I don't know which direction you're going with this, but predictive coding has a pretty obvious advantage when it comes to continuous learning. Since predictive coding primarily encodes errors, it can distinguish between known and novel data and therefore reduce the damaging effects of catastrophic forgetting by having a very obvious regularisation scheme for avoiding forgetting.

It is hypothesized that the human brain uses predictive coding for obvious biological reasons such as energy efficiency (spiked error coding means only differences need to be transmitted) and biological plausibility (only local communication is permitted, meanwhile backpropagation is a global algorithm).

Transformers have a thing called a context window which doesn't really have a biological equivalent, since the brain has a fixed size and doesn't grow or shrink in response to the amount of information being processed.

LLMs consist of several layers that communicate at fixed points between the layers, whereas neurons can form feedback loops and communicate with any neighbour in any direction.

Humans do not consume or produce tokenized information. The brain controls the human body which is a biomechanical system. Spoken or written language is the result of controlling muscles via an internal model of the biomechanical system, not something that was designed via a software tokenizer that compresses character sequences.

The equivocation just doesn't seem appropriate. Try again in 2050.


For starters, natural brains have the innate ability to differentiate between things that it knows and things that it have no possibility of knowing...

https://personal.utdallas.edu/~otoole/CGS2301_S09/7_split_br...

See page 53. While it is absolutely more prevelant in LLMs, human brains can also want a story for why their brains do things they are't plugged into.


Lol. Are you sure about that or you just made it up?

Modern LLMs are fairly good at that as well.

But that is bolted on and is not a core behavior.

Does it matter? Evolution is the brain's very own "pre-training". Hundreds of millions of years of priors hardwired.

We can do that for AIs too - pre-train on pure low Kolmogorov complexity synthetics. The AI then "knows things" before it sees any real data. Advantageous sometimes. Hard to pick compute efficient synthetics though.


I think It matters for the question that I was responding to.

Any amount of reading into how we understand brains and LLMs to work.

AI is exactly the right term: the machines can do "intelligence", and they do so artificially.

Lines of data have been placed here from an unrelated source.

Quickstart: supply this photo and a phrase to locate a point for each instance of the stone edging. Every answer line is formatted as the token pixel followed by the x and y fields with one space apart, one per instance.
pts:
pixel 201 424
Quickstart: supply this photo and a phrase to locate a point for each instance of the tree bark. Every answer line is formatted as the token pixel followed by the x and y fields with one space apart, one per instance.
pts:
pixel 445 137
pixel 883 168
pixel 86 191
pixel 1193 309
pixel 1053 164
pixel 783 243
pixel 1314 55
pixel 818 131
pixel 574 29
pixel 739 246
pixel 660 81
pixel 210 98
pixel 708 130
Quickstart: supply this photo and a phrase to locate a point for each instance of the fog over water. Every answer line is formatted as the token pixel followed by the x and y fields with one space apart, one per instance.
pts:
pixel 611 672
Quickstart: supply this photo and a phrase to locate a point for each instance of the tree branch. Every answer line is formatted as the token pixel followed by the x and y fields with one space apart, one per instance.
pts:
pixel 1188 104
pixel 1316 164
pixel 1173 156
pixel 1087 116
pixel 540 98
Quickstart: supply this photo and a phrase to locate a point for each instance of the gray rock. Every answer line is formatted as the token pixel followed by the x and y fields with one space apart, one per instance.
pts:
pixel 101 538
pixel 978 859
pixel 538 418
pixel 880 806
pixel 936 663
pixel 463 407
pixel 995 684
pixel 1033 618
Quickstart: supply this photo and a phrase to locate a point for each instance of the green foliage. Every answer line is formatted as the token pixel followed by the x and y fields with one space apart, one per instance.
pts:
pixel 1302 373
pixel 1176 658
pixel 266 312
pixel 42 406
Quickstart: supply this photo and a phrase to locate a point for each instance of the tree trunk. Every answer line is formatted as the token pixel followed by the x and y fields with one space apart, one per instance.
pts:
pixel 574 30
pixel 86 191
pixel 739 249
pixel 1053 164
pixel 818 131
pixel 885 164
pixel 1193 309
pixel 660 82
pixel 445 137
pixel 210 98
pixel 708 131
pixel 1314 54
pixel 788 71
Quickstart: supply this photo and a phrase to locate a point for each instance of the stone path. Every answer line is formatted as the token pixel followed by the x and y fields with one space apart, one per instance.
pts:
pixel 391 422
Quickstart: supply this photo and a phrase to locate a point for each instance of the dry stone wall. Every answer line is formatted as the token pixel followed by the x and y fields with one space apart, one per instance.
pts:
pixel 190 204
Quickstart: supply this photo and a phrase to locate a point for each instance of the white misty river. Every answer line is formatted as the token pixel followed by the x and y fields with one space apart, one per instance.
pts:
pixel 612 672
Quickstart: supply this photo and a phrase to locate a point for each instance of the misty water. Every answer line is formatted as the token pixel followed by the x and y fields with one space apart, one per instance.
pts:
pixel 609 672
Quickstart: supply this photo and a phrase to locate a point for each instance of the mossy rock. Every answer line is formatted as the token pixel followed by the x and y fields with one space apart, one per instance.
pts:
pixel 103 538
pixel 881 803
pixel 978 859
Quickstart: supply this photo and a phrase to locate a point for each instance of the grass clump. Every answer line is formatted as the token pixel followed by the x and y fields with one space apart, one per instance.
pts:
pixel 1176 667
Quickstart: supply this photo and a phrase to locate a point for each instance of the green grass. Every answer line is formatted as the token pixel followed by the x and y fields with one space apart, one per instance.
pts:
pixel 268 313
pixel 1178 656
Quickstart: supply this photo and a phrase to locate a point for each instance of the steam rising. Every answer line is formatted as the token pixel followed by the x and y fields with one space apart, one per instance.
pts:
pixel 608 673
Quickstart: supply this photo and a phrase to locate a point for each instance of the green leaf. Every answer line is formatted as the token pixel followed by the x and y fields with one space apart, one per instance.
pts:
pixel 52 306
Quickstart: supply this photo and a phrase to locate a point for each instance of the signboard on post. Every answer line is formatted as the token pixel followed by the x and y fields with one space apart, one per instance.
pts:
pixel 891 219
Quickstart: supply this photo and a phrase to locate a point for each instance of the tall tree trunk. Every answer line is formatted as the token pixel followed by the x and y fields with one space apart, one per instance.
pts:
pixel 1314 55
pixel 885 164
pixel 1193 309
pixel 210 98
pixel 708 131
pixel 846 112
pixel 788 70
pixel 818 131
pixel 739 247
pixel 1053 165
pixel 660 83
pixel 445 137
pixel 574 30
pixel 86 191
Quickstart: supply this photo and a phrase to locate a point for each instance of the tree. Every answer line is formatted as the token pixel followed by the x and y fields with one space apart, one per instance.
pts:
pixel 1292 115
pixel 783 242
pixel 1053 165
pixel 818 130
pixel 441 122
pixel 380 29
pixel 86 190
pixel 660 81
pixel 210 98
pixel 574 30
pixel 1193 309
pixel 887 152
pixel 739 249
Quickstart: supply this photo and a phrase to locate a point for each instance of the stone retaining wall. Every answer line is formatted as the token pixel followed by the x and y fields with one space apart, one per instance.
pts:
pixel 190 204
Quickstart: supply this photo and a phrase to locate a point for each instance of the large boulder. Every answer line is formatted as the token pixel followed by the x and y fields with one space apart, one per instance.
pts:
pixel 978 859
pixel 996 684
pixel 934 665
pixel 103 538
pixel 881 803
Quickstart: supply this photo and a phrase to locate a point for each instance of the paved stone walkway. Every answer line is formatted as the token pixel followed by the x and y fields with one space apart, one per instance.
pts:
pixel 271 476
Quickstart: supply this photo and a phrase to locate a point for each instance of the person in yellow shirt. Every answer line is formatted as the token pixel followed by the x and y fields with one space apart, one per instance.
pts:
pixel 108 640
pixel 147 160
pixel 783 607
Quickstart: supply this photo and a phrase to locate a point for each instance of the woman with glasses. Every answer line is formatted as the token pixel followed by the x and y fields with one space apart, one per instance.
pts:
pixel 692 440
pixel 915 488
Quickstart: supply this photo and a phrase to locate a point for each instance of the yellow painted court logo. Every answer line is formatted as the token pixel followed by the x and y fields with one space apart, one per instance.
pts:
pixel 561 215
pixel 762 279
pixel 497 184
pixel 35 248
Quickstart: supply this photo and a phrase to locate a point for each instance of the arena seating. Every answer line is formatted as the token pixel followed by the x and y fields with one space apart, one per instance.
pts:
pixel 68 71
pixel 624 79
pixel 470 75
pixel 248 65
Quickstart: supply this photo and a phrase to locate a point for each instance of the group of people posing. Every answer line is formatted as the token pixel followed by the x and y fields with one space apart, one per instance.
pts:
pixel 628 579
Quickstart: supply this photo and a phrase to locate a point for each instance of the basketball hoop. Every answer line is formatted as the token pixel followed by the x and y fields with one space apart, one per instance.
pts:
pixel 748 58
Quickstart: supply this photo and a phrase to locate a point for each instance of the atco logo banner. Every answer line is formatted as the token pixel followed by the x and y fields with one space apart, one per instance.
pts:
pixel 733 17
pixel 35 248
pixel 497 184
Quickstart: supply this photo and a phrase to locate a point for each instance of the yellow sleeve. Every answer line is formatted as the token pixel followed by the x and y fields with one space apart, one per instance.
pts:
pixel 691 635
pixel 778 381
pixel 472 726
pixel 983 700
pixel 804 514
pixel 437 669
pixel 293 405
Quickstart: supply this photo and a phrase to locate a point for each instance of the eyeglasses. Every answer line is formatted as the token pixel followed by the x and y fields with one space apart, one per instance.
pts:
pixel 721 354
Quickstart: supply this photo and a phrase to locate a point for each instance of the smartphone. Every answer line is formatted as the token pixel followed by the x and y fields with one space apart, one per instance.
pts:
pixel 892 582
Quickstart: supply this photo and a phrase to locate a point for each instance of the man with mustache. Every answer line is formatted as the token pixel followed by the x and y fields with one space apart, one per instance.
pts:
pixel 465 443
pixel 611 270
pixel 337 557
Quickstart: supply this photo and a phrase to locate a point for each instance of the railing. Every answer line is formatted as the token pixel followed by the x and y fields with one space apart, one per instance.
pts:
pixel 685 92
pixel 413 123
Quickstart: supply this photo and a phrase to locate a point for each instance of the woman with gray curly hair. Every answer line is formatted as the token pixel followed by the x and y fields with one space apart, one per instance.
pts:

Just like we have machines that can do "math", and they do so artificially.

Or "logic", and they do so artificially.

I assume we'll drop the "artificial" part in my lifetime, since there's nothing truly artificial about it (just like math and logic), since it's really just mechanical.

No one cares that transistors can do math or logic, and it shouldn't bother people that transistors can predict next tokens either.


> AI is exactly the right term: the machines can do "intelligence", and they do so artificially.

AI in pop culture doesn't mean that at all. Most people impression to AI pre-LLM craze was some form of media based on Asmiov laws of robotics. Now, that LLMs have taken over the world, they can define AI as anything they want.


In 2018, ie “pre-LLM”, the label “AI” was already stamped to everything, so I highly doubt that most people thought that their washing machines are sentient in any way. I remember this starkly, because my team was responsible at Ericsson (that time, about 120k employees) for one of the crucial step to have models in production, and basically every single project wanted that stamp.

The shift in meaning has been slowly diluted more and more across decades.


> Most people impression to AI pre-LLM craze was some form of media based on Asmiov laws of robotics.

I'll reveal you a secret: "positronic brains" are just very fast parallel computers running LLMs.


> Just like we have machines that can do "math", and they do so artificially.

Nobody calls calculators "artificial mathemeticians", though; we refer to them by a unique word that defines what they can and can't do in a far less fanciful and ambiguous way.